With the addition of Ampere’s Altra CPUs, OCI users can now run AI workloads more efficiently and cost-effectively. Ampere Computing’s Altra Family processors are built with a focus on energy efficiency without sacrificing performance. This makes them ideal for use in power-constrained environments such as cloud data centers. By providing a powerful yet energy-efficient platform, Ampere Computing enables organizations to run AI workloads at a lower cost.

“Amid today’s AI boom, customers are looking for more efficient and economical AI inferencing. With Wallaroo.AI’s migration to Ampere-based OCI A1 instances, we are providing them with a solution, bringing six times the AI inferencing performance while using significantly less money and power,” Jeff Wittich, Chief Product Officer at Ampere

Wallaroo.AI Enterprise Edition

The Wallaroo.AI Enterprise Edition is an optimized machine learning platform that offers scalable and efficient solutions for running AI applications on OCI A1 instances. Thanks to the benefits of the Wallaroo.ai platform, the extra software-derived performance gains are even larger, and the efficiently managed workloads provide more cost savings on top of already competitively priced Ampere OCI A1 instances. Wallaroo.AI leverages the full power of the Altra 

Family processors to deliver even further performance gains and cost savings for businesses.

  • Wallaroo.AI provides AI teams with diverse setup options, supporting both Arm-based and x86-based processors, with or without a GPU.
  • The Wallaroo.ai platform running on Ampere Altra cloud native processors enables shorter feedback loops and a more agile enterprise.
  • Organizations realize faster return on investment (ROI) on their AI projects, which consume less power at a lower cost per inference.

Ampere-based A1.Flex instances on OCI are open to all OCI clients. When integrated with Wallaroo.AI’s tailored ML production platform and it’s Rust-based inference engine, deploying production ML to OCI is both simpler and more energy-efficient. The collaborative solution from 

Wallaroo.AI, Ampere, and OCI empowers you to achieve more with fewer resources.

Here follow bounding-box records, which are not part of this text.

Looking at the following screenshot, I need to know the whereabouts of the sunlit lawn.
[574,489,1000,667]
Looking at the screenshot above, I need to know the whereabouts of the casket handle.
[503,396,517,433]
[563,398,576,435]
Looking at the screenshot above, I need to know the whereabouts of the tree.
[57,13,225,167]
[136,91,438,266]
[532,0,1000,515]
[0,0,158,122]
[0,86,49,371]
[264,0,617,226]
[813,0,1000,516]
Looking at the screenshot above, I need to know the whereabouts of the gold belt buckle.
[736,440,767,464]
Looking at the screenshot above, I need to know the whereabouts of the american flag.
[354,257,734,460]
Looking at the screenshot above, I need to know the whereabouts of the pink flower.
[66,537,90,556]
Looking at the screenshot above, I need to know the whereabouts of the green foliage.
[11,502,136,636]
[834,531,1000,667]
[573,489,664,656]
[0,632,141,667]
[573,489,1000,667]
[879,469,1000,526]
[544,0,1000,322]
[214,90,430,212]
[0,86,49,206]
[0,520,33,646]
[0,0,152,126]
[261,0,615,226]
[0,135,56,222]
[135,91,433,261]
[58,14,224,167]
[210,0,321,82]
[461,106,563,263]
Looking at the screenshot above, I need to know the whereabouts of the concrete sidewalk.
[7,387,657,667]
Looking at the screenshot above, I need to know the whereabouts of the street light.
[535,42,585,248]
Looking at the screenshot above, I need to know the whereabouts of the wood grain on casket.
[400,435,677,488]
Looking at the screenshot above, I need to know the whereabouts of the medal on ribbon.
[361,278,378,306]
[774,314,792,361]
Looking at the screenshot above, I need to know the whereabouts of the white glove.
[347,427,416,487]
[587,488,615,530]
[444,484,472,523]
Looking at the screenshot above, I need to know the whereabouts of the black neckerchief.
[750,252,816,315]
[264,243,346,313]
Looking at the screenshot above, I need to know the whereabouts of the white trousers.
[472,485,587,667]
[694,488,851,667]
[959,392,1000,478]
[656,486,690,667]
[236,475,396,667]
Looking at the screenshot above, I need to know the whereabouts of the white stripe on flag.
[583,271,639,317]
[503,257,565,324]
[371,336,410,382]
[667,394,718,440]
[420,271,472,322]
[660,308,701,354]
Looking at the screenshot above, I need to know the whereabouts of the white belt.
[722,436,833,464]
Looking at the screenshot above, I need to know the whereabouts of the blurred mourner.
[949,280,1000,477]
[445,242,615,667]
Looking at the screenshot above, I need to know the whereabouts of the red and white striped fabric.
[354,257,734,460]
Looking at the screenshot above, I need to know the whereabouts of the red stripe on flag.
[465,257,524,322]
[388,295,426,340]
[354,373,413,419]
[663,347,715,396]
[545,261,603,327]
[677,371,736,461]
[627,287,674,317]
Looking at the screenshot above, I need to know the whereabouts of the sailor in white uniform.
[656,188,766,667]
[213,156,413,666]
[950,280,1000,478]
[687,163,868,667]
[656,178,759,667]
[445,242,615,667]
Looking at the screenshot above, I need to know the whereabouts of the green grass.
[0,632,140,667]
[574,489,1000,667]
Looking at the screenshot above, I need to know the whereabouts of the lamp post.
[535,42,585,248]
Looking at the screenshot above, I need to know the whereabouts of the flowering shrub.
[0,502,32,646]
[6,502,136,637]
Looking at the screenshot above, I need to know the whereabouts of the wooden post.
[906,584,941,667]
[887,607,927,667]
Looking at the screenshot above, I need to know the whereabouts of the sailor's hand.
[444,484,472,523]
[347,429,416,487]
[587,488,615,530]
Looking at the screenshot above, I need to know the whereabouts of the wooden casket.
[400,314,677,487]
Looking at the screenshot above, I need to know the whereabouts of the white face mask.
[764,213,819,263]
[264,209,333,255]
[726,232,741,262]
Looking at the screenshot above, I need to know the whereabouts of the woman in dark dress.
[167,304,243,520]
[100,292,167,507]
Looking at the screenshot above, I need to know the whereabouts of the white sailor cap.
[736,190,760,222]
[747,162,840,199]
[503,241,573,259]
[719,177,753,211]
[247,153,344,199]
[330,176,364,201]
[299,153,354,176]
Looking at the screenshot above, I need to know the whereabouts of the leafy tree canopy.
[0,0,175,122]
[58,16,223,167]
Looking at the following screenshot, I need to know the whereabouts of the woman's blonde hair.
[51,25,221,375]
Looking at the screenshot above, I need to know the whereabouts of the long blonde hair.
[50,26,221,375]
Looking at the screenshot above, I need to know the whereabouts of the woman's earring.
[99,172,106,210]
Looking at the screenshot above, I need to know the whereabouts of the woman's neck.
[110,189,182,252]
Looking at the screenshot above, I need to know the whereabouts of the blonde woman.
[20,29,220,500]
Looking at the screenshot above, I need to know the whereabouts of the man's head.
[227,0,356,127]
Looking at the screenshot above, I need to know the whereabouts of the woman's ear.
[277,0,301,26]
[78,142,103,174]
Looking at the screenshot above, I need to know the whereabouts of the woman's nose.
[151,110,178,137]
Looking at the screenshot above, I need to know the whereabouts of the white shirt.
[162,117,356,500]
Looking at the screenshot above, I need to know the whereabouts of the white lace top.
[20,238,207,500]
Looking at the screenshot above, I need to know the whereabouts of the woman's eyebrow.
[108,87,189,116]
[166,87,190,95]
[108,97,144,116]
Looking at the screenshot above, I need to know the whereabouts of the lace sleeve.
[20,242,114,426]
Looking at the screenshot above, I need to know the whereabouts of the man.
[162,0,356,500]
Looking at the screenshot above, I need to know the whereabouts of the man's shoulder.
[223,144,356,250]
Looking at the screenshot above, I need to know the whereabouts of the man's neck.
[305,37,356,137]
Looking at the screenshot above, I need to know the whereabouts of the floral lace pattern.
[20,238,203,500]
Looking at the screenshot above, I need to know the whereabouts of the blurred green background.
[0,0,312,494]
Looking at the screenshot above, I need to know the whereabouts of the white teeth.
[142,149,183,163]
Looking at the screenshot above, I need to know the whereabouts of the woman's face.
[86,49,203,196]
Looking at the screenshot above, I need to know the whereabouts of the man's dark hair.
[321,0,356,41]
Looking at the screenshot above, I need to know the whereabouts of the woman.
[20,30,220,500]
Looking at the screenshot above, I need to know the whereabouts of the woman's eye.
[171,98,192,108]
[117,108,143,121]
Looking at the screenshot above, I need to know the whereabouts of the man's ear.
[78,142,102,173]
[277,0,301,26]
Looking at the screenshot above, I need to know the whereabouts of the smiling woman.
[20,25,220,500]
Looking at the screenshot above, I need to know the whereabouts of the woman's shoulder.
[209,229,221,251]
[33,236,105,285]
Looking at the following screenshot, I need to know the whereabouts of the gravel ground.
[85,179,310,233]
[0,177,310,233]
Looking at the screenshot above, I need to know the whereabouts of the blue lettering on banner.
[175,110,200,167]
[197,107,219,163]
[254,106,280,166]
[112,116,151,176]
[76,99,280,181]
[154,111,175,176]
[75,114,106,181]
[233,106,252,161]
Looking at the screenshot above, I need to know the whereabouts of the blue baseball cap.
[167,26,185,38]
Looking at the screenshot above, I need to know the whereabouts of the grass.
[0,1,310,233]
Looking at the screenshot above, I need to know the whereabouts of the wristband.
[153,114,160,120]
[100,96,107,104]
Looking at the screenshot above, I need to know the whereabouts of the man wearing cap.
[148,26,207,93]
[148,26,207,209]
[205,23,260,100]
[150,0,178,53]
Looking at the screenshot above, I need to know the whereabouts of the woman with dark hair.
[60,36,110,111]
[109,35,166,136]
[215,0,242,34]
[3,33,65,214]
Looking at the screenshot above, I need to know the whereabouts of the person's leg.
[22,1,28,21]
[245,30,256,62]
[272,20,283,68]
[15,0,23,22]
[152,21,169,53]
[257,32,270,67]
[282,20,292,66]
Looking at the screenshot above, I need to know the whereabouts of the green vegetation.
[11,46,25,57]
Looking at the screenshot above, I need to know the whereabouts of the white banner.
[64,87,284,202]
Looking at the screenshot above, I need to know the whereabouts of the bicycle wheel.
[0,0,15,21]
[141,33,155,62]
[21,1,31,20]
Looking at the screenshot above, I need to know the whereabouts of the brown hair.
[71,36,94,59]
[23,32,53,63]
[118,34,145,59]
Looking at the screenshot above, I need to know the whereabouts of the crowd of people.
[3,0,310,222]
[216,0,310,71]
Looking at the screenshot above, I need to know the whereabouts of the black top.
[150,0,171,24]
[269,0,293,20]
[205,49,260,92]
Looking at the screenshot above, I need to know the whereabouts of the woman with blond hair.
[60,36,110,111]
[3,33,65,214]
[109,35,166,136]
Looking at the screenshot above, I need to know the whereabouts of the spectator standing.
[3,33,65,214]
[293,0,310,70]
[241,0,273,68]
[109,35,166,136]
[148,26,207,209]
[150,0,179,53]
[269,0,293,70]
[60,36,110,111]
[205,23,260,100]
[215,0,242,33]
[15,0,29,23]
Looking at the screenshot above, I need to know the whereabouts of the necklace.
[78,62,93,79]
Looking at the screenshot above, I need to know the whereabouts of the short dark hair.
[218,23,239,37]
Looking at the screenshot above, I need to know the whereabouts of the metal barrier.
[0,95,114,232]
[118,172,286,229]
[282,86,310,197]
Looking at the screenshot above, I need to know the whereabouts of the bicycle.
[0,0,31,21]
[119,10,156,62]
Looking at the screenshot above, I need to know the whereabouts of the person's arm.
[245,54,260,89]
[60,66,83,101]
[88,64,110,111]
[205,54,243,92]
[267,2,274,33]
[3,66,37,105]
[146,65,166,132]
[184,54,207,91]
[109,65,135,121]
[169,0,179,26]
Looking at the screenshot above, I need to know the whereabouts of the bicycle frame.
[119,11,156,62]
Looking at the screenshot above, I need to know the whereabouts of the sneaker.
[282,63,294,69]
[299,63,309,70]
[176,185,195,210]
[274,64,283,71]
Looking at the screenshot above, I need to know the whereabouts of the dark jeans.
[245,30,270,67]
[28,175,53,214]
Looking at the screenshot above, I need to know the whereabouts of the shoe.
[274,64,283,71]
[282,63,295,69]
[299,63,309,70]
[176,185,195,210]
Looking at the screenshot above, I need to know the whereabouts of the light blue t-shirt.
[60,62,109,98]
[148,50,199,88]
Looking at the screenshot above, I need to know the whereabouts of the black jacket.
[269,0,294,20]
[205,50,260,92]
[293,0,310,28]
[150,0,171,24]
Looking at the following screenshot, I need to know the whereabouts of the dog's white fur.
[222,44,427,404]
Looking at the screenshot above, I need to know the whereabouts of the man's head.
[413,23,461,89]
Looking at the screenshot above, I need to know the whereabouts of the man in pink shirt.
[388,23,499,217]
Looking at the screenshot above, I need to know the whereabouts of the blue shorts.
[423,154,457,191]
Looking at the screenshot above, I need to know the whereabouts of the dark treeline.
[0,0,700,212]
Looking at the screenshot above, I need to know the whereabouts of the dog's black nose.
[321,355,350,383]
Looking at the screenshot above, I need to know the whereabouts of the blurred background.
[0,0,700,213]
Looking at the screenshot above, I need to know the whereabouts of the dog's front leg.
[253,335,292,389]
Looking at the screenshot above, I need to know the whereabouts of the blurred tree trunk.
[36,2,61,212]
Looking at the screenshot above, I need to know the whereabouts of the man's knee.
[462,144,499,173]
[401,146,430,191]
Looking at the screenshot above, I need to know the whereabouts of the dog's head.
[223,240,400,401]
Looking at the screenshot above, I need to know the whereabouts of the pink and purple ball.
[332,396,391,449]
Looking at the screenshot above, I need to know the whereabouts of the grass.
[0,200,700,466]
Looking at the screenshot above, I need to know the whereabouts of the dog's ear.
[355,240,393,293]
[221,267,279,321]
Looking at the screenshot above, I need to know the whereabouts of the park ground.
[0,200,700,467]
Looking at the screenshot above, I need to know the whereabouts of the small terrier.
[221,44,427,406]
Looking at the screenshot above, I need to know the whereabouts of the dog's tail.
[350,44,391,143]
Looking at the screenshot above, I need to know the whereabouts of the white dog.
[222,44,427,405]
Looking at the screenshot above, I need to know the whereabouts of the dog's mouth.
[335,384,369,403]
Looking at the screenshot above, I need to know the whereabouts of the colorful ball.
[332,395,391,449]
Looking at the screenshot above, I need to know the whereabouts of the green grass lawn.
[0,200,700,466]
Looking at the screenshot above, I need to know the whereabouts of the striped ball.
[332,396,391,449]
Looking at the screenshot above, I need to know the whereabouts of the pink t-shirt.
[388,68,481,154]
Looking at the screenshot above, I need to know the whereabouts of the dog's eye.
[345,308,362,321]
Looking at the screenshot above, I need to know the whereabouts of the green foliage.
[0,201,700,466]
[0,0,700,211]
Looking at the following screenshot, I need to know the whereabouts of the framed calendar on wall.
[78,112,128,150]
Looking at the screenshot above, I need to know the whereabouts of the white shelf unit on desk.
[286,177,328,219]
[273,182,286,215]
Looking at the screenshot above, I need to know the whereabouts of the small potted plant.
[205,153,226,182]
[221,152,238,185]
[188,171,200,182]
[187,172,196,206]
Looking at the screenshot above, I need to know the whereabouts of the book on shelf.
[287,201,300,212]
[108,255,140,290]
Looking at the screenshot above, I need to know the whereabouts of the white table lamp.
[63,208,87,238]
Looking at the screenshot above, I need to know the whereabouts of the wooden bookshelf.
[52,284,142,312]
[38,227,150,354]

“This breakthrough Wallaroo.AI/Ampere solution running on OCI A1 allows enterprises to improve inference performance up to six times, increase energy efficiency, and balance their ML workloads across available compute resources much more effectively, all of which is critical to meeting the huge demand for AI computing resources today also while addressing the sustainability impact of the explosion in AI,” Vid Jain, CEO at Wallaroo.AI.

Benchmark test results for the solution

Recently, the engineering teams at Wallaroo.AI conducted benchmark tests to validate the enhanced solution developed in collaboration with Ampere. Test results on the OCI platform using the computer vision ResNet-50 model showed that the joint Wallaroo.AI and Ampere solution reduced inference time from 100 ms to 17 ms.

The testing revealed that the Wallaroo and Ampere solution significantly outperformed, delivering a six-fold increase in performance compared to typical containerized x86 deployments on OCI. Additionally, it required less power to manage complex ML use cases in a production environment.

Performance benchmarks:

  • Running Wallaroo.AI Enterprise Edition ML production platform on Ampere Altra 64-bit A1 Flex VM on OCI + Ampere Optimized AI Framework needs only 17ms per inference (chart bar A).
  • The Wallaroo.AI ML production platform running on x86 needs 53 ms per inference (chart bar B).
  • Common ML Containerized Deployment on x86 (without Wallaroo.AI) needs >100 ms per inference (chart bar C).